Complementing this effort, the U.S. Public Health Service (PHS) should establish an elite cadre of epidemiologists with security clearances and access to secure communications, such as encrypted phone and fax lines and videoconferencing facilities. These individuals would remain on call to provide technical advice to intelligence analysts seeking to interpret raw data on terrorist capabilities or to determine whether a suspicious disease outbreak could be the result of covert biological attack. The PHS experts would perform a role similar to the advisers to the Department of Energy’s Nuclear Emergency Search Team who help to assess the credibility of threats of nuclear terrorism.

Conclusions

Bioterrorism, until recently a largely hypothetical threat, has now become a harsh reality. Although the anthrax attacks through the mail have fortunately remained limited, a larger-scale incident involving the deliberate release of aerosolized anthrax or some other pathogen could result in serious loss of life and social disruption. Congress and the administration have a window of opportunity to strengthen the nation’s public health defenses by providing targeted block grants to state health departments. Unless the current gaps are corrected, they could impede the early detection of a bioterrorist attack and the prompt medical response needed to minimize casualties.

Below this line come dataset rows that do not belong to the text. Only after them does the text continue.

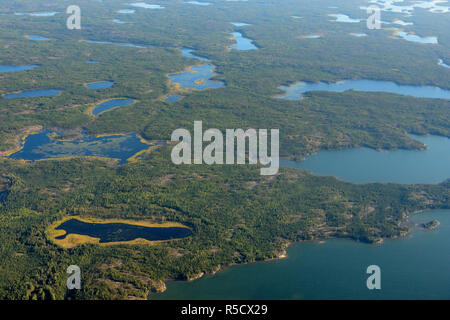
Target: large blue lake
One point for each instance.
(364, 165)
(413, 267)
(295, 91)
(33, 94)
(17, 68)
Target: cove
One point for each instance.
(242, 43)
(364, 165)
(17, 68)
(413, 267)
(33, 94)
(120, 232)
(295, 90)
(111, 104)
(44, 145)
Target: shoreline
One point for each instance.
(283, 253)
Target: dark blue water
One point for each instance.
(3, 196)
(189, 79)
(187, 53)
(36, 38)
(295, 91)
(16, 68)
(173, 98)
(242, 43)
(100, 85)
(112, 232)
(364, 165)
(414, 267)
(33, 94)
(130, 45)
(111, 104)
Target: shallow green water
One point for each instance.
(112, 232)
(43, 146)
(33, 94)
(111, 104)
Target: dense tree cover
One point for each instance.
(236, 215)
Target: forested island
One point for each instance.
(236, 215)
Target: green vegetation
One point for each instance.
(236, 215)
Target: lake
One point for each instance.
(413, 267)
(295, 90)
(43, 145)
(173, 98)
(99, 85)
(415, 38)
(36, 38)
(199, 3)
(146, 5)
(111, 104)
(119, 44)
(365, 165)
(344, 18)
(33, 94)
(196, 77)
(114, 232)
(3, 196)
(240, 24)
(242, 43)
(17, 68)
(443, 64)
(126, 11)
(37, 14)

In upgrading the U.S. public health infrastructure, the federal government should pursue a coherent plan of action and a clear set of priorities. Bioterrorism is an emerging threat that must be addressed in a systematic and sustained way, avoiding the cycle of alarmism and complacency that has hampered earlier efforts. At the same time, strengthening the nation’s long-neglected public health system will pay substantial dividends by shielding Americans against natural outbreaks of infectious disease, whether or not a large-scale bioterrorist attack ever materializes.